This project has expended a lot of time, effort and money on providing servers that can at least try to keep up with the demand. Modern GPUs, even low to mid range ones have become extremely productive, to the point that ones costing around $100 can crunch the current 5x larger tasks in perhaps 15-20 minutes. Do you really think it's sensible to reduce that to 3-4 minutes by going back to 'CPU sized' tasks? With all the pounding to get and return work so rapidly, I'm surprised that there hasn't already been a further change to 10x sized tasks, or even larger.
Engagex BOINC-SETI wrote:
... how much extra computing power would I gain by getting some PC3 1600 DIMMS with CL7 timings? VS PC3 1600 CL11 that I have to underclock to 1066 to get better overall speed because of better timing?
My guess would be virtually none. Every time I've tried to measure an improvement from running faster RAM, there hasn't been a statistically significant difference - certainly not one that would justify the cost. If you want a lot more output for not much money, get a decent GPU along the lines that archae86 suggested, rather than spending on faster RAM.
Engagex BOINC-SETI wrote:
I haven't received my PCIe X1 to X16 adapter yet so I don't have my GT710 running yet. I'm also planning on getting an AMD HD 5450 depending on how much room I have after the adapter (I'll have to use another one). Only because I've read that AMD GPUs can be faster, especially with some projects. Would that still be the case even though the 710 is better on paper? http://gpuboss.com/gpus/Radeon-HD-5450-vs-GeForce-GT-710
I suspect you are going to be rather disappointed by trying to run GPU tasks through an X1 slot. Whilst PCIe bandwidth is not as important to the current series of GPU tasks as it used to be, I think it'll be important enough to really cripple the performance. Maybe it would be OK to use an X4 slot but I have doubts about X1. It'll be interesting to see what you get. As far as a 710 vs a 5450 is concerned, I wouldn't have a clue. I wouldn't regard either one as good value for money for crunching at Einstein. I don't know about other projects.
So instead of making the tasks take longer just to take longer why not make them gather more data? Like Einstein in 4k?
My GT420 only uses up to 5% Pcie bandwidth...and only up to about 5% Vram usage. (Unless I force it to compute more than one task at a time, then my Vram is only up to about 45%).
So instead of making the tasks take longer just to take longer why not make them gather more data? Like Einstein in 4k?
I don't know what that really means as tasks are not made to "take longer just to take longer" and tasks don't "gather more data", they analyse blocks of data gathered by the large area telescope, to look for patterns in the arrival of gamma ray photons at the detector. There is a huge parameter space to search through.
There are many blocks of data and each single one is sent to lots of different crunching devices. Each task is essentially a small subset of the entire parameter space for a given block of data.

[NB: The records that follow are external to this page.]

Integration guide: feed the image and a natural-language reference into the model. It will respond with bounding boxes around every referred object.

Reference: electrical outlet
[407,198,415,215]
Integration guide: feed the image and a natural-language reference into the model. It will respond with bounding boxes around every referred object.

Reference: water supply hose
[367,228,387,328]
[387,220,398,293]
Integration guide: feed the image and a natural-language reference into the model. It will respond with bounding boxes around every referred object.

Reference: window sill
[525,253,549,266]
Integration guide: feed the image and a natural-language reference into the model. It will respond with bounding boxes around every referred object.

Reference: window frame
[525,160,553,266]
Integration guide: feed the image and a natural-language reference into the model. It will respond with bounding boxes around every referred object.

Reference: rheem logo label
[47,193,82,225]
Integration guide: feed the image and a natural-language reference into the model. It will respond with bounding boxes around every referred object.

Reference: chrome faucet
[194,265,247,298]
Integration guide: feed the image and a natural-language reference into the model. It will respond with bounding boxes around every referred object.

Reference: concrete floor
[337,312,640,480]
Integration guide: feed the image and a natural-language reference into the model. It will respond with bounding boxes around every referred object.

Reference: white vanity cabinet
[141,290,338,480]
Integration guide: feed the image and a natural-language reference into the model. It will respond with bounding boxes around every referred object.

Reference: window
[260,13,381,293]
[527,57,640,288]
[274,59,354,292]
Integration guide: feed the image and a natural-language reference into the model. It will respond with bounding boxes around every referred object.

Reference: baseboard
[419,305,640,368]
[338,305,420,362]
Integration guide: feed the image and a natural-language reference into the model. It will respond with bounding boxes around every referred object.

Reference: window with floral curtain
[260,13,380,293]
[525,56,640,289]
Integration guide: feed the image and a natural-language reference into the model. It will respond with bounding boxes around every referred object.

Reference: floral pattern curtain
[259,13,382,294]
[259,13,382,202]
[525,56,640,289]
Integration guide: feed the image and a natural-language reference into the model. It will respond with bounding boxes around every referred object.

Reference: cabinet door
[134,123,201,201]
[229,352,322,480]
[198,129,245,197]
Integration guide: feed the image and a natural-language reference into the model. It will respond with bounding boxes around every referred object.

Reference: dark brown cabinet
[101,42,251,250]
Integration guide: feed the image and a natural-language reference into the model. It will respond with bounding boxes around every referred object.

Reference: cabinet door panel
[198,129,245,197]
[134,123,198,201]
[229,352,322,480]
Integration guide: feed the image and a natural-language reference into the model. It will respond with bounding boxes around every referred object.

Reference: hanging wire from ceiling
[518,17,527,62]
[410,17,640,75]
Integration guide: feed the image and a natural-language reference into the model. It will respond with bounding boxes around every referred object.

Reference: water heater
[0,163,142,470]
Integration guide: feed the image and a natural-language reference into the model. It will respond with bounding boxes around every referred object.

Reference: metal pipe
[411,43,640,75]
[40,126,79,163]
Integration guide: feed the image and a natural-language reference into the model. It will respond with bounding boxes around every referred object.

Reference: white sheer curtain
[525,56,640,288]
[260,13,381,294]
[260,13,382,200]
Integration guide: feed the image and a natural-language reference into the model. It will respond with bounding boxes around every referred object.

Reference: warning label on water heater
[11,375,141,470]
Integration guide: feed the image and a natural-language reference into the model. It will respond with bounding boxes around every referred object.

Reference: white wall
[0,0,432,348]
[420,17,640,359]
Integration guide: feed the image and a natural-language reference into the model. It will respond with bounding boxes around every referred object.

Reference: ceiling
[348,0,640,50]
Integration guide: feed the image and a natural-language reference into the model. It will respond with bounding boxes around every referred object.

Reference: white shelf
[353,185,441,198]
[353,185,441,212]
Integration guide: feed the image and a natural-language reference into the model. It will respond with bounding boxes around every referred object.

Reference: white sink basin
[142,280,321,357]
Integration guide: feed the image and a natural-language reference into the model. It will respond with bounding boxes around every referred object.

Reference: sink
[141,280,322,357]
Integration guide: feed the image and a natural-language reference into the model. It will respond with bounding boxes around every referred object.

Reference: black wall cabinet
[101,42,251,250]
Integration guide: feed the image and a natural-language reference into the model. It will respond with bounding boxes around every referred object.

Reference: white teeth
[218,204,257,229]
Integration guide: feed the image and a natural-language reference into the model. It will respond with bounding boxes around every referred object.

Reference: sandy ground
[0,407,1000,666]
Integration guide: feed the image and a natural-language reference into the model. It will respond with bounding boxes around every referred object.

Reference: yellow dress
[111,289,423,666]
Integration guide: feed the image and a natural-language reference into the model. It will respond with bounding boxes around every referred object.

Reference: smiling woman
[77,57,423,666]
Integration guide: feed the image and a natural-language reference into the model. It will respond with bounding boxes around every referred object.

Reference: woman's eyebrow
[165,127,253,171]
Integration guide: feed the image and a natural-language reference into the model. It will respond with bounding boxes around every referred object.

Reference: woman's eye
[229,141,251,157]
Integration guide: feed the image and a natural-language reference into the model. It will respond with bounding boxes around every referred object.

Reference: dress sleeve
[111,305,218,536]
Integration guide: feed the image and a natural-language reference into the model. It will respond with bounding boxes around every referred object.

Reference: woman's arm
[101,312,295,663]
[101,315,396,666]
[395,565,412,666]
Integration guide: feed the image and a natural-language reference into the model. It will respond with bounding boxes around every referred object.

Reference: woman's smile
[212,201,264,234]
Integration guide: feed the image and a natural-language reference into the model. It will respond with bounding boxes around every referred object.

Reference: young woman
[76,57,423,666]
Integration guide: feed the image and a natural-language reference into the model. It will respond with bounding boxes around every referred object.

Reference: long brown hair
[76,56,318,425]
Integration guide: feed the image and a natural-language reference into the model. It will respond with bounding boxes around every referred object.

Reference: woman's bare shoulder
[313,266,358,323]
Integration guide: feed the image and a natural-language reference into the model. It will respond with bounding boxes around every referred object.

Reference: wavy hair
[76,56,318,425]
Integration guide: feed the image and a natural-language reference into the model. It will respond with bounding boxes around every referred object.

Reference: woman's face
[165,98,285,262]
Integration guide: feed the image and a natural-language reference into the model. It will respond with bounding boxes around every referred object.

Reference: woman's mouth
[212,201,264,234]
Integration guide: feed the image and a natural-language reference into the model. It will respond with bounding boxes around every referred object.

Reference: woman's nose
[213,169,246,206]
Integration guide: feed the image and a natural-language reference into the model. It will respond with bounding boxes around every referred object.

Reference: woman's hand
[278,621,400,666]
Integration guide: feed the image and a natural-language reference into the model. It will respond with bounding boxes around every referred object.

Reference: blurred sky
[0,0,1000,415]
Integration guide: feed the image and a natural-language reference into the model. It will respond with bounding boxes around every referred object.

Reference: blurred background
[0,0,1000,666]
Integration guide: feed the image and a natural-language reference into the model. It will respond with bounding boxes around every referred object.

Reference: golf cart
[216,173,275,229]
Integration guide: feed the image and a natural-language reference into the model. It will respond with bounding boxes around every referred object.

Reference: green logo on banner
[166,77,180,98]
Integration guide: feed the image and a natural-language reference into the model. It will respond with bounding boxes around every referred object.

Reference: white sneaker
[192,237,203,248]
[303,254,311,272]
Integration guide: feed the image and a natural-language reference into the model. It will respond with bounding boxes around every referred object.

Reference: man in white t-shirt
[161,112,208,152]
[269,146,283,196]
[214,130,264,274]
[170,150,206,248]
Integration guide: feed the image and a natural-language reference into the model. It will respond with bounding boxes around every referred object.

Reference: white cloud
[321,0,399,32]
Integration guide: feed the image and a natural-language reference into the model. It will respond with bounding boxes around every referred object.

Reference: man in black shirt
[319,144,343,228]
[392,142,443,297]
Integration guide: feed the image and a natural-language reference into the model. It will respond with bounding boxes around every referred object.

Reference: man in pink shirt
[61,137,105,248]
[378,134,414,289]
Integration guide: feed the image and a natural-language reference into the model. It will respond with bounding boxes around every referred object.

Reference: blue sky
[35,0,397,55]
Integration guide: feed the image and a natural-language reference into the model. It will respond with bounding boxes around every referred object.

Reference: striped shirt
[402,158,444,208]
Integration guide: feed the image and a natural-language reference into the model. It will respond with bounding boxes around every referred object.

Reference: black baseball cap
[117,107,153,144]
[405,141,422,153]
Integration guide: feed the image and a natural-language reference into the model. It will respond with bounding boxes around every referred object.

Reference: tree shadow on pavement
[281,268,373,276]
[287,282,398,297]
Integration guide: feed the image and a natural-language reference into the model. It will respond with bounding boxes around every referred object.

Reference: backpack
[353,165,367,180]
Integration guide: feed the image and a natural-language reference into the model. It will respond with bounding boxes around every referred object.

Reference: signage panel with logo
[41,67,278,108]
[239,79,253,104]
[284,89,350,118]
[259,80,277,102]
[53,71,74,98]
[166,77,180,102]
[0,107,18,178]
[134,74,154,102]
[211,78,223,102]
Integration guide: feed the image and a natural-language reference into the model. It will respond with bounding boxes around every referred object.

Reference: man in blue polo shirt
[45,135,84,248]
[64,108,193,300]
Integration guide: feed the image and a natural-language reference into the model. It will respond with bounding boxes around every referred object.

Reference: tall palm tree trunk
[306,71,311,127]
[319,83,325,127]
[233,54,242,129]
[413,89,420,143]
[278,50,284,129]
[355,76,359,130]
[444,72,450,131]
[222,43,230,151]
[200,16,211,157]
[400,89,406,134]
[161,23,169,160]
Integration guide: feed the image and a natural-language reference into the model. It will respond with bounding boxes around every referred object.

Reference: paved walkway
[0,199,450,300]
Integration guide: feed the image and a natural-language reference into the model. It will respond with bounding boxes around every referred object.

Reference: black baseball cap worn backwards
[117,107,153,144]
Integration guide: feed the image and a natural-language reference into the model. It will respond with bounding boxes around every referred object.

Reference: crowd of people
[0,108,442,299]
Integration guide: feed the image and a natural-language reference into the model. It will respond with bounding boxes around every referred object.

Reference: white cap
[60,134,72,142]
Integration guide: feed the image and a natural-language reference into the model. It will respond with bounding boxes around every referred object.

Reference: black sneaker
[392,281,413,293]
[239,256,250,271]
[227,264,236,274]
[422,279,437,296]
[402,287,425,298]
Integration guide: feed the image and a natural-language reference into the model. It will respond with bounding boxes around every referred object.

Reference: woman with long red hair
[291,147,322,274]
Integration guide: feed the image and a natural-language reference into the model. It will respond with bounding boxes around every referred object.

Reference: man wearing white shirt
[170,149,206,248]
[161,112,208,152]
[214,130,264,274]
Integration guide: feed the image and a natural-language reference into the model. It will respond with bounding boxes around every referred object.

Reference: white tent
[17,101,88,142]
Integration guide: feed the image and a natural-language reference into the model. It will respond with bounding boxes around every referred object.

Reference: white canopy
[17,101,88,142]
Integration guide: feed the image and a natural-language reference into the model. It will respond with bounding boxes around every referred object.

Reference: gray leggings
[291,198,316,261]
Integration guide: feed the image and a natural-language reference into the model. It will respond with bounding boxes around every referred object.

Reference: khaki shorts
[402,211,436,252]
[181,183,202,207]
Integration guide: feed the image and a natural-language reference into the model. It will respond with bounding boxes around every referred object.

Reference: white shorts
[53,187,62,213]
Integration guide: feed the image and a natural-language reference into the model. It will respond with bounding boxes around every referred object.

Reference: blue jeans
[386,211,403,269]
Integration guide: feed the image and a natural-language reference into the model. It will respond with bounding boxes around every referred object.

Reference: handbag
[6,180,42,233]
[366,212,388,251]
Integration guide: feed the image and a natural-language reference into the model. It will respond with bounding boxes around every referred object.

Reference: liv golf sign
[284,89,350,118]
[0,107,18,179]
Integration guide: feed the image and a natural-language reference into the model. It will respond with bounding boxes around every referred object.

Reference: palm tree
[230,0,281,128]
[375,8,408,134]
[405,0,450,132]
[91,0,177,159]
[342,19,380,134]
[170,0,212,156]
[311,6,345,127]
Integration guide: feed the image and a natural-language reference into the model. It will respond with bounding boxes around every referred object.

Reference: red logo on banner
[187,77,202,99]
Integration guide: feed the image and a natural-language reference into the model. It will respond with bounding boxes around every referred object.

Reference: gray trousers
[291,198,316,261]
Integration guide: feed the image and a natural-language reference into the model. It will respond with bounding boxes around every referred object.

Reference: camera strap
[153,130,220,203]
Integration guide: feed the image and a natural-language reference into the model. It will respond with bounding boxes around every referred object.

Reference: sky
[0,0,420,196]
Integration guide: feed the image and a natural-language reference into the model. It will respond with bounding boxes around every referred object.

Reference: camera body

Doesn't it make sense to send a 5x larger slab of the parameter space so that at the end of the day there will be 5x fewer tasks needing to be sent out for that single block of data to be completely finished?
Not only is it a huge 'handling the overheads' win for the project, but it's also a win for the volunteers too because the longer running tasks can be crunched more efficiently and they actually take less than 5x the crunch time (of a small task) for 5x the science output.
Engagex BOINC-SETI wrote:
My GT420 only uses up to 5% Pcie bandwidth...and only up to about 5% Vram usage. (Unless I force it to compute more than one task at a time, then my Vram is only up to about 45%).
I'm reminded about that old saying, "The proof of the pudding is in the eating". Let us know when you've tried some 'eating' :-).
Engagex BOINC-SETI wrote:Why
)
This project has expended a lot of time, effort and money on providing servers that can at least try to keep up with the demand. Modern GPUs, even low to mid range ones have become extremely productive, to the point that ones costing around $100 can crunch the current 5x larger tasks in perhaps 15-20 minutes. Do you really think it's sensible to reduce that to 3-4 minutes by going back to 'CPU sized' tasks? With all the pounding to get and return work so rapidly, I'm surprised that there hasn't already been a further change to 10x sized tasks, or even larger.
My guess would be virtually none. Every time I've tried to measure an improvement from running faster RAM, there hasn't been a statistically significant difference - certainly not one that would justify the cost. If you want a lot more output for not much money, get a decent GPU along the lines that archae86 suggested, rather than spending on faster RAM.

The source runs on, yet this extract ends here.